La Procura antimafia di Palermo ha invocato dieci rinvii a giudizio nell’ambito dell’inchiesta della Dia, la Direzione investigativa antimafia, di Agrigento, battezzata “Breaking Bet”, ovvero scommessa spezzata, che ipotizza, a carico di 19 indagati, e a vario titolo, i reati di concorso esterno in associazione mafiosa, esercizio abusivo di attività d’intermediazione nella raccolta di gioco tramite l’installazione di apparecchiature di gioco in assenza di concessione dell’Agenzia dei Monopoli, estorsione aggravata dall’agevolazione mafiosa e trasferimento fraudolento di valori. Tramite società intestate a prestanome sono state installate capillarmente postazioni di gioco d’azzardo abusive, collegate in rete a siti internet esteri. I proventi sarebbero stati utilizzati per il sostentamento economico delle famiglie mafiose di Licata e Campobello di Licata, o trasferiti a esponenti di vertice della famiglia mafiosa di Campobello di Mazara, consentendo a Cosa Nostra il profitto e il consolidamento del controllo del territorio.

Vincenzo Corvitto

Le indagini, coordinate dalla Procura di Palermo, sono ruotate intorno all’imprenditore nel settore delle scommesse on line Vincenzo Corvitto, 50 anni, di Licata. Lui avrebbe stretto un patto con Cosa Nostra rendendo a disposizione le sue strutture societarie, assumendo persone indicate dai clan e contribuendo ai bisogni di denaro dei detenuti in cambio della protezione mafiosa che gli avrebbe garantito di conquistare e mantenere il monopolio nel settore delle scommesse.
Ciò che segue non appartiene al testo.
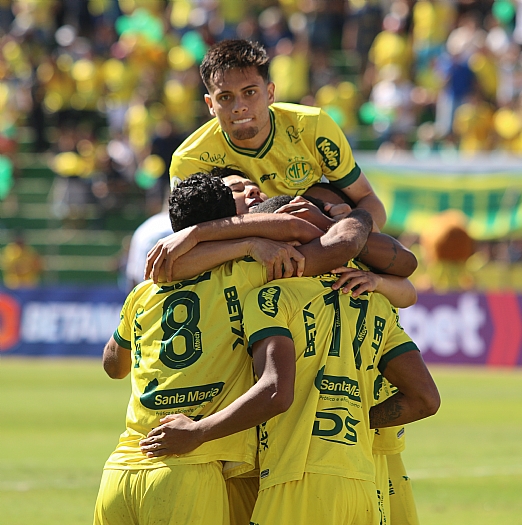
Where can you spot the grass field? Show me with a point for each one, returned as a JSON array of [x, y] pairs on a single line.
[[60, 419]]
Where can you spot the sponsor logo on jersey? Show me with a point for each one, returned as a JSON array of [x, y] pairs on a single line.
[[214, 158], [298, 173], [337, 385], [329, 151], [267, 299], [267, 176], [178, 397], [235, 315]]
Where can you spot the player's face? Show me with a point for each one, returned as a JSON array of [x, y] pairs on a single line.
[[239, 99], [246, 193]]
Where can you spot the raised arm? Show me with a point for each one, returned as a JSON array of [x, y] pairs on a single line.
[[362, 194], [417, 398], [116, 360], [398, 290], [384, 254], [274, 364], [342, 242]]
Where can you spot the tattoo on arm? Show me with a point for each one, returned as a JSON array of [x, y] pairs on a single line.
[[387, 412]]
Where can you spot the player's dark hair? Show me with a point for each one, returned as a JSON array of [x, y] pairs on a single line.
[[233, 54], [200, 198], [274, 203]]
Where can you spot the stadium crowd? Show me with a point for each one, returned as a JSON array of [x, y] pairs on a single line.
[[109, 88]]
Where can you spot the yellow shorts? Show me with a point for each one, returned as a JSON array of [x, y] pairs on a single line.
[[402, 504], [179, 495], [318, 498], [242, 496]]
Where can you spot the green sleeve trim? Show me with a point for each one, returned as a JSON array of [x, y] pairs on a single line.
[[122, 342], [396, 352], [269, 332], [347, 179]]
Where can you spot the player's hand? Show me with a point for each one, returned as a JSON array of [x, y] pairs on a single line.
[[277, 257], [304, 209], [166, 251], [356, 281], [176, 435], [337, 211]]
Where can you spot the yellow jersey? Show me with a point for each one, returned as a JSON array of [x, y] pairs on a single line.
[[304, 144]]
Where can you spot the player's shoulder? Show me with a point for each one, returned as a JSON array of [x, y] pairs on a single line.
[[200, 137]]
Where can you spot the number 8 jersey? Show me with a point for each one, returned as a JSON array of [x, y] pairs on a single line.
[[189, 355], [341, 343]]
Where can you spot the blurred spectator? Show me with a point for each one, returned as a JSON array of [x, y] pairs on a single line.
[[21, 264], [143, 240]]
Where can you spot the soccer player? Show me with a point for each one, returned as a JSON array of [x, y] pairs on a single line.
[[284, 148], [318, 355], [184, 346]]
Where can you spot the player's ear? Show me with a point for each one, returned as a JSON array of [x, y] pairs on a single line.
[[208, 101], [270, 87]]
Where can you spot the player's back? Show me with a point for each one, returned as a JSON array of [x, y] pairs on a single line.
[[339, 341]]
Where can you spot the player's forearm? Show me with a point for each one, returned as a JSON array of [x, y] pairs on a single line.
[[278, 227], [385, 254], [398, 290], [399, 410], [343, 241], [372, 204], [259, 404], [417, 397], [116, 360], [208, 255]]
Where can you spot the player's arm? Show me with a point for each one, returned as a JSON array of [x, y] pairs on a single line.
[[417, 397], [384, 254], [116, 360], [364, 197], [274, 364], [398, 290], [271, 226], [342, 242], [277, 257]]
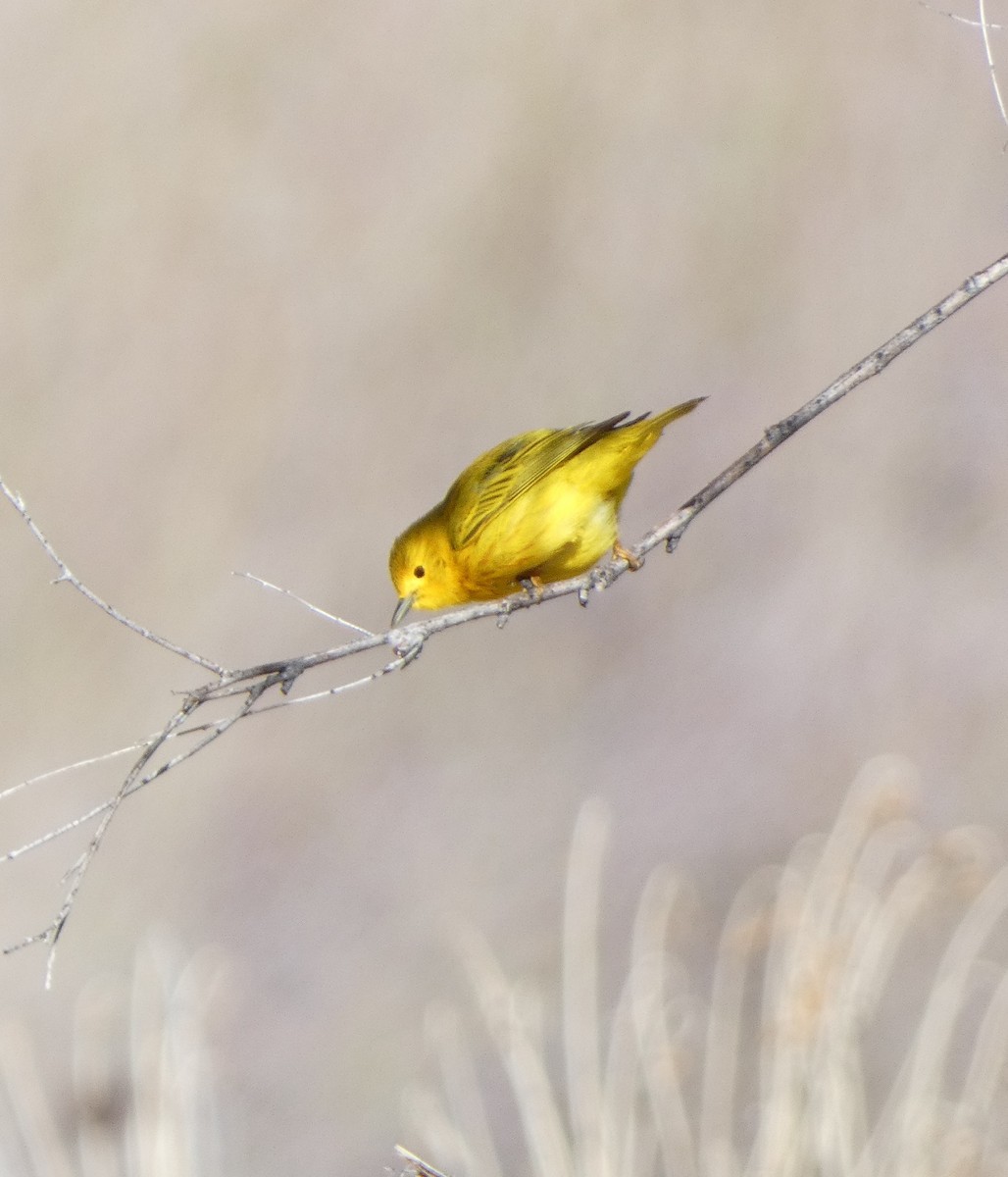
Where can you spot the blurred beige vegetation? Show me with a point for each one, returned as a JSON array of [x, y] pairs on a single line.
[[272, 275]]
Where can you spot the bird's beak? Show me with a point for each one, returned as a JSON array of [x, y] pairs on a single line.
[[402, 609]]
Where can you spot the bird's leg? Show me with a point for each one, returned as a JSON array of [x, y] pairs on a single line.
[[623, 553]]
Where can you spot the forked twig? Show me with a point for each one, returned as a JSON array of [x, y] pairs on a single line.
[[253, 683]]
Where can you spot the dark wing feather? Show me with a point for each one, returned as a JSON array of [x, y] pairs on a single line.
[[504, 475]]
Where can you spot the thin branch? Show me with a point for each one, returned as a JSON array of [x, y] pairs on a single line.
[[307, 604], [990, 66], [113, 612], [252, 683], [419, 1166]]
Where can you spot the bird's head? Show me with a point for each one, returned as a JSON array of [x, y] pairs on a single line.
[[423, 569]]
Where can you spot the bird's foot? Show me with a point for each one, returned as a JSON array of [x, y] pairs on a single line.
[[532, 587], [623, 553]]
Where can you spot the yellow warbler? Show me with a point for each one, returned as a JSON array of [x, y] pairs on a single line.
[[537, 507]]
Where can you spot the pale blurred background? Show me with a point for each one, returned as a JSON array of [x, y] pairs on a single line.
[[272, 275]]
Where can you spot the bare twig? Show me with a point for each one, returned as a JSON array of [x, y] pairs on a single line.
[[314, 609], [989, 54], [251, 684], [113, 612], [419, 1166]]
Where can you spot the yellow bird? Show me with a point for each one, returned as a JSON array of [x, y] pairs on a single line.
[[538, 507]]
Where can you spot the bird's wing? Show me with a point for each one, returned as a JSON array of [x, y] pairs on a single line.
[[505, 474]]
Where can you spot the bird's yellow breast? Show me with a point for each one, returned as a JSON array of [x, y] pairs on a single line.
[[541, 505]]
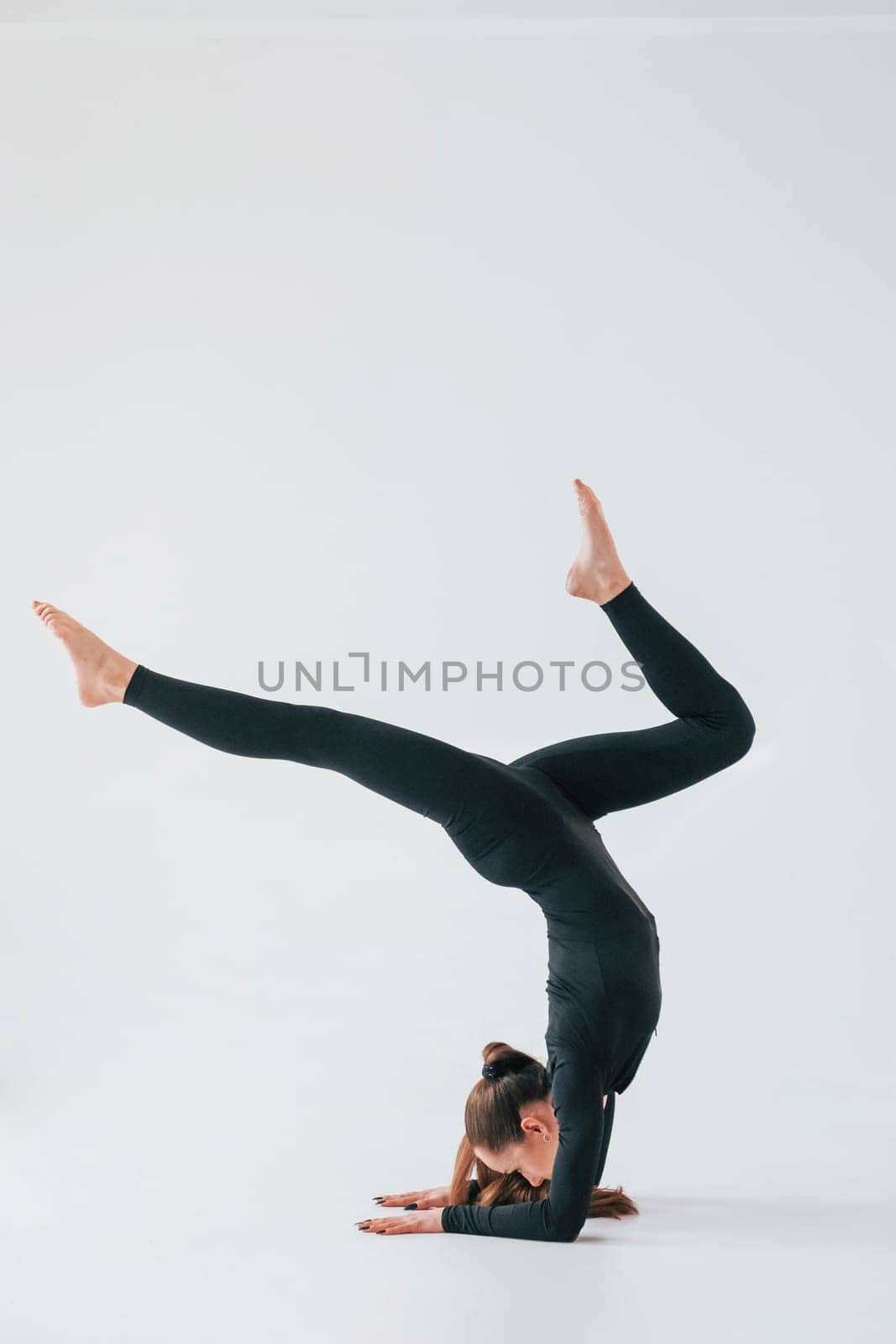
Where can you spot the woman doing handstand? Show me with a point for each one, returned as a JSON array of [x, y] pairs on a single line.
[[535, 1140]]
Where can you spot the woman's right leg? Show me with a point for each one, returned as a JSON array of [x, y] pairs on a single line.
[[499, 823], [501, 827]]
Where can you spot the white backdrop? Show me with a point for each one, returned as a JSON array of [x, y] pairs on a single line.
[[304, 338]]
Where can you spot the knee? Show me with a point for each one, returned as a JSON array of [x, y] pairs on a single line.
[[741, 730]]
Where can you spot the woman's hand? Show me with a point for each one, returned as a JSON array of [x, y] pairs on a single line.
[[425, 1221], [437, 1198]]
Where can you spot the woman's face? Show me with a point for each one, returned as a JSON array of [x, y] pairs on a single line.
[[533, 1156]]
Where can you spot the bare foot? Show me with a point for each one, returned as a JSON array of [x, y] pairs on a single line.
[[597, 571], [102, 674]]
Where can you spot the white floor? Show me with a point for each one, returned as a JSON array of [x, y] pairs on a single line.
[[688, 1269]]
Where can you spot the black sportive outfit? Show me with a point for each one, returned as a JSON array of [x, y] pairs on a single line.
[[528, 824]]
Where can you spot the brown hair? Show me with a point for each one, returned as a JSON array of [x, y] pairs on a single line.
[[492, 1120]]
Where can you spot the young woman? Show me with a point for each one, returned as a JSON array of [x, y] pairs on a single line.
[[535, 1137]]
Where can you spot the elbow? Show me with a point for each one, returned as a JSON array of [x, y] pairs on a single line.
[[566, 1229], [743, 732], [738, 732]]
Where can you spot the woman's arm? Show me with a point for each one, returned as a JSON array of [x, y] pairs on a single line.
[[577, 1092]]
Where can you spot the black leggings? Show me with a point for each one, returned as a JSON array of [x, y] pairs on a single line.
[[490, 810]]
Il prossimo 21 maggio, innanzi al giudice per le udienze preliminari del Tribunale di Palermo, Lorenzo Chiaramonte, compariranno, oltre Convitto, altri nove imputati: Antonio Cardella, 34 anni, di Licata, Antonino Damanti, 41 anni, di Licata, Angelo Di Marco, 47 anni, di Licata, Salvatore Morello, 40 anni, di Licata, Sergio Cantavenera, 47 anni, di Licata, Salvatore Giglia, 62 anni, di Campobello di Licata, Salvatore Pira, 53 anni, di Licata, Angelica Gentile, 53 anni, di Licata, e Carmelo Savarino, 56 anni, di Campobello di Licata. Agli atti delle indagini si sono anche parecchie registrazioni i di conversazioni di Corvitto il quale, ad esempio, temendo le intercettazioni, si preoccupa così: “Ora mettiamo il caso che questo coglione parla con qualunque altro coglione… in automobile… Gli elementi sono quelli che si conoscono… Mi finisce nuovamente a bordello… Che guadagno ne ho io?… lo macchine nel bar non gliene metto nemmeno se viene Gesù Bambino…. in cielo e in terra… ”. E in riferimento allo stesso Corvitto, il giudice per le indagini preliminari del Tribunale, Walter Turturici, nell’ordinanza cautelare ha scritto: “Le conversazioni captate delineano la personalità spregiudicata di Vincenzo Corvitto e la sua chiara propensione ad assecondare compromessi con la criminalità organizzata pur di ottenere guadagni, ben consapevole dei ritorni in termini di protezione nei contesti territoriali in cui sono allocati i suoi interessi economici, e dei vantaggi conseguenti al trattamento di favore derivante dalla posizione di egemonia nel comparto economico di interesse”.